The resource pull is already visible. The IEA projects global data-centre electricity consumption could roughly double to about 945 TWh by 2030, growing far faster than general electricity demand. That is why hyperscalers, AI labs and neoclouds are racing to secure power, grid connections, GPUs, cooling, land and engineering staff.
On jobs, the likely pattern is not “all jobs disappear.” It is task compression: fewer people needed for routine cognitive work, more people needed for infrastructure, supervision, security, robotics, energy, regulation and high-complexity design. Goldman Sachs has estimated that AI could expose the equivalent of 300 million full-time jobs globally to automation, while the World Economic Forum projects by 2030 about 170 million roles created and 92 million displaced, for a net gain of 78 million under its surveyed-employer scenario.
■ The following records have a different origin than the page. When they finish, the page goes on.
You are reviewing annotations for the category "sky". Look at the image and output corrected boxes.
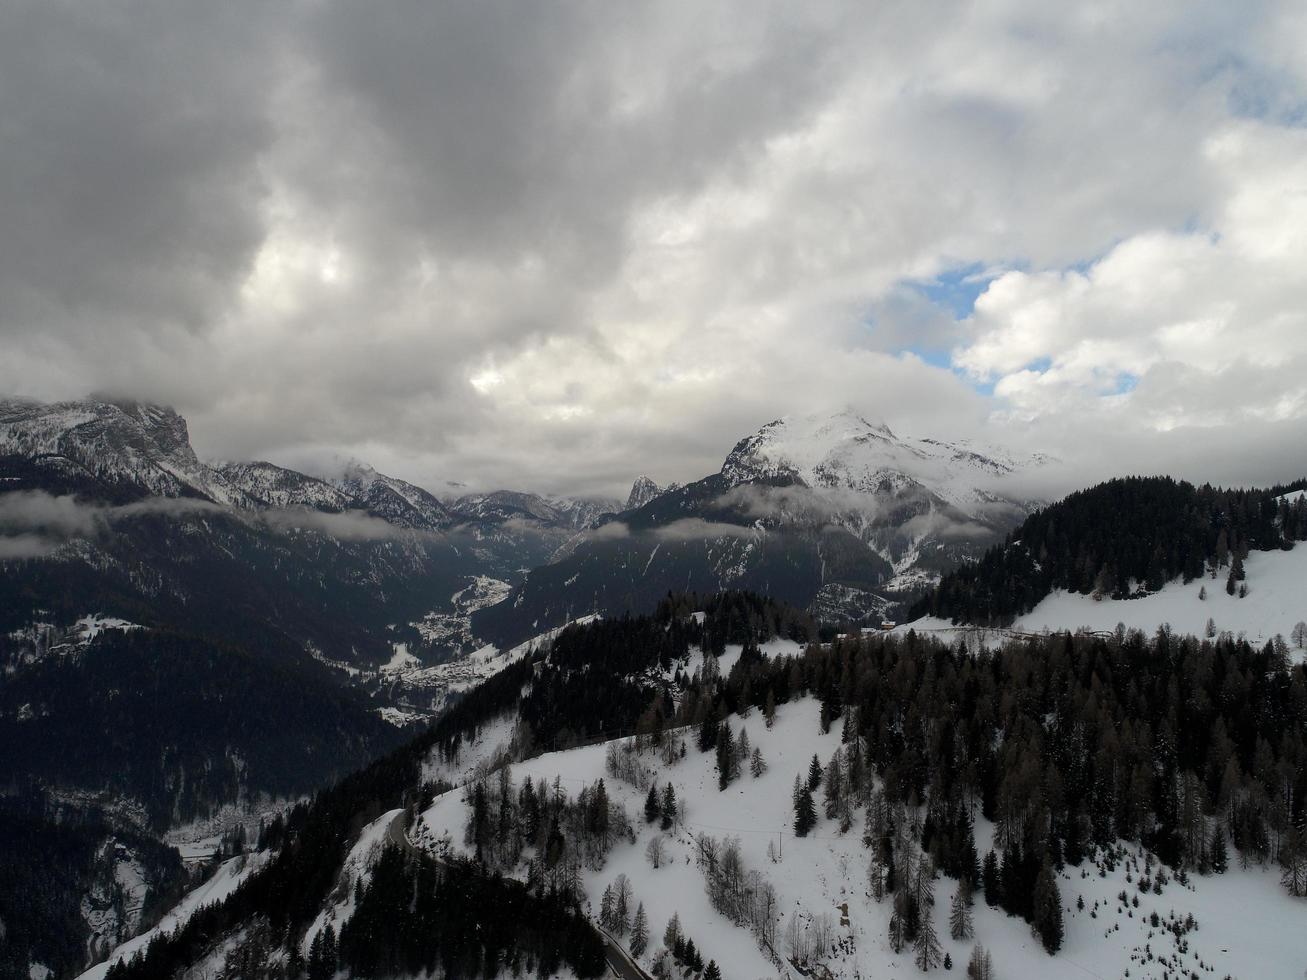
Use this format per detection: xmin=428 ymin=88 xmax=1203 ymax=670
xmin=2 ymin=1 xmax=1306 ymax=499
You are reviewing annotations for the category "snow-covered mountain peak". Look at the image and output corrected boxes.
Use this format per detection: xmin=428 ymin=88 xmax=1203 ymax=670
xmin=0 ymin=396 xmax=250 ymax=505
xmin=720 ymin=409 xmax=1045 ymax=514
xmin=335 ymin=463 xmax=452 ymax=532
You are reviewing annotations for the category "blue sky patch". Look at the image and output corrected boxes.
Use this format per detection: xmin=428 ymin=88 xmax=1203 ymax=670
xmin=910 ymin=262 xmax=1001 ymax=319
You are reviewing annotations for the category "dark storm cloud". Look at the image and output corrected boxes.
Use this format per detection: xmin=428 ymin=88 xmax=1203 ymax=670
xmin=0 ymin=1 xmax=280 ymax=328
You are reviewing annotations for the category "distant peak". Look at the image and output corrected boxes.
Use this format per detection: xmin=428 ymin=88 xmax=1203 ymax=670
xmin=338 ymin=459 xmax=380 ymax=485
xmin=625 ymin=475 xmax=665 ymax=510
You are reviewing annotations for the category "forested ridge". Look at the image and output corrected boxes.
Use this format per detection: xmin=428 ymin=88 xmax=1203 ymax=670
xmin=913 ymin=476 xmax=1307 ymax=625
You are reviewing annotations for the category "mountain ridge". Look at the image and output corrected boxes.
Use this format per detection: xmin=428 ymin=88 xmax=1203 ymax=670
xmin=473 ymin=410 xmax=1049 ymax=645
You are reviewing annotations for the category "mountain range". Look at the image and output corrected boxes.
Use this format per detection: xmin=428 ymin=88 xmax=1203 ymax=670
xmin=474 ymin=410 xmax=1047 ymax=645
xmin=1 ymin=397 xmax=1048 ymax=656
Likely traditional jobs under pressure:
| Area | Jobs most exposed |
|---|---|
| Admin/office | Data entry, scheduling, basic document processing |
| Customer service | Tier-1 support, call-centre scripts, helpdesk triage |
| Software | Boilerplate coding, simple QA, basic web/app work |
| Finance/legal | Document review, reconciliation, compliance paperwork |
| Media/marketing | Generic copywriting, SEO text, simple design production |
| Education | Basic tutoring, marking, lesson-content generation |
| Transport/logistics | Dispatch, route planning, warehouse coordination |
| Retail | Checkout, product support, inventory admin |
New and expanded jobs:
| Future area | Roles likely to grow |
|---|---|
| AI infrastructure | GPU cluster engineer, AI SRE, AI platform engineer |
| Power/grid | Substation engineer, energy systems engineer, microgrid operator |
| Cooling/facilities | Liquid-cooling engineer, thermal engineer, datacenter mechanic |
| Networking | InfiniBand/RoCE engineer, optical network engineer |
| Storage/data | Parallel storage engineer, data governance engineer |
| AI safety/security | Model auditor, AI red-team engineer, AI incident responder |
| Robotics | Robot fleet supervisor, autonomy technician, human-robot workflow designer |
| Regulation | AI compliance officer, algorithmic accountability auditor |
| Human-AI work | Agent orchestrator, prompt/workflow architect, AI operations manager |
| Synthetic worlds | Simulation designer, digital twin engineer, synthetic-data engineer |
If AGI arrives, the shift accelerates. If ASI arrives, the shift becomes civilisational: the scarce resources may become energy, compute rights, physical materials, robotics capacity, trusted governance and human legitimacy, rather than ordinary labour.
So yes: the AI build-out looks like the physical foundation of a Fifth Industrial Revolution — not just software, but a new industrial base built around manufactured intelligence.